La démocratie ne peut s’accommoder durablement de cette prise de pouvoir par l’argent. Un véritable rééquilibrage est nécessaire pour rendre aux citoyens ce qui leur appartient : la maîtrise des choix collectifs.

(Photo Willfred Wende – CC)

1- Un article du Monde, évoque une étude réalisé en 2012. Le chiffre est forcément très en dessous de la réalité actuelle.


Qui sont les poids lourds du lobbying en Europe ?

Portraits de quelques champions de l’influence à Bruxelles.

Le Conseil européen de l’industrie chimique (CEFIC)

Le CEFIC regroupe les géants de la chimie européenne : BASF, Dow, Bayer, Arkema, etc. C’est l’un des lobbies les plus puissants de Bruxelles. En 2019, le journal Le Monde notait que le le CEFIC consacrait plus de 12 millions d’euros à son lobbying, mobilisant 78 lobbyistes accrédités auprès des institutions européennes. Son objectif : peser sur toutes les régulations environnementales (produits toxiques, pollution de l’air, sécurité sanitaire…).

La FNSEA : le syndicat agricole hyperconnecté

En France, la FNSEA (Fédération nationale des syndicats d’exploitants agricoles) est un acteur incontournable. Fort de ses réseaux au ministère de l’Agriculture, au Parlement et au sein des grandes instances européennes, le syndicat défend en priorité les intérêts des grosses exploitations. Il dispose d’un accès privilégié aux décideurs et influence les grandes orientations de la politique agricole commune.

Les « majors » pétrolières : BP, Shell, TotalEnergies, Chevron, ExxonMobil

Ces géants dépensent sans compter pour préserver leur modèle économique carboné. De 2010 à 2019, ils ont investi plus de 250 millions d’euros en lobbying européen. Ils multiplient les rencontres de haut niveau : plus de 327 rendez-vous avec des responsables de la Commission européenne entre 2014 et 2019. Leur objectif ? Peser sur les textes relatifs à la transition énergétique, retarder les normes environnementales, promouvoir les fausses solutions comme le captage du carbone.

Le Cercle de l’industrie

Club discret regroupant les grands industriels français (Airbus, EDF, Orange, Renault, Sanofi…), le Cercle de l’industrie est un espace d’influence particulièrement prisé des eurodéputés et des hauts fonctionnaires. Sa mission ? Faciliter un dialogue « informel » entre industriels et décideurs politiques, notamment sur les grands dossiers économiques et fiscaux.
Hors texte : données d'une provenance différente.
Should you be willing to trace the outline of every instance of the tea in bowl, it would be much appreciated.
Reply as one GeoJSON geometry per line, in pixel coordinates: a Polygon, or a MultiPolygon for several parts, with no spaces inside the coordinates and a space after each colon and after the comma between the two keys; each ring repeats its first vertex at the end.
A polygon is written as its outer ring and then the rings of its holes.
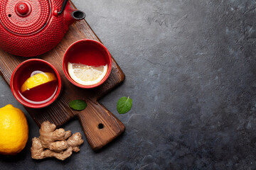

Les géants de l’agroalimentaire

Des entreprises comme Nestlé, Danone, Mondelez ou Coca-Cola ont investi des sommes colossales pour influencer les politiques nutritionnelles européennes. En 2010, les lobbies de l’agroalimentaire ont dépensé plus d’un milliard d’euros pour s’opposer à l’instauration d’un logo nutritionnel obligatoire au niveau de l’Union européenne


Petite histoire des lobbies : des couloirs britanniques aux bureaux de Bruxelles

Au XVIIe siècle, en Angleterre, des intermédiaires attendaient les parlementaires dans les couloirs du Parlement pour tenter de les convaincre.D’où l’utilisation du mot « lobby» qui signifie « couloir » ou « antichambre ».

Aux États-Unis, le lobbying est rapidement institutionnalisé : dès 1791, le premier amendement consacre le droit de pétition. En 1946, le Lobbying Act encadre les pratiques.

En France, le développement est plus tardif. Après les lois Le Chapelier de 1791 interdisant les groupements d’intérêts, il faudra attendre la fin du XIXe siècle pour qu’émergent syndicats et associations. Le CNPF (devenu MEDEF) marquera l’entrée du monde économique dans le lobbying institutionnel.

Le mouvement s’accélère à partir des années 1950 avec la construction européenne. Dès 1959, Bruxelles compte déjà 71 groupes d’intérêts. Aujourd’hui, le registre officiel en dénombre plus de 12 000.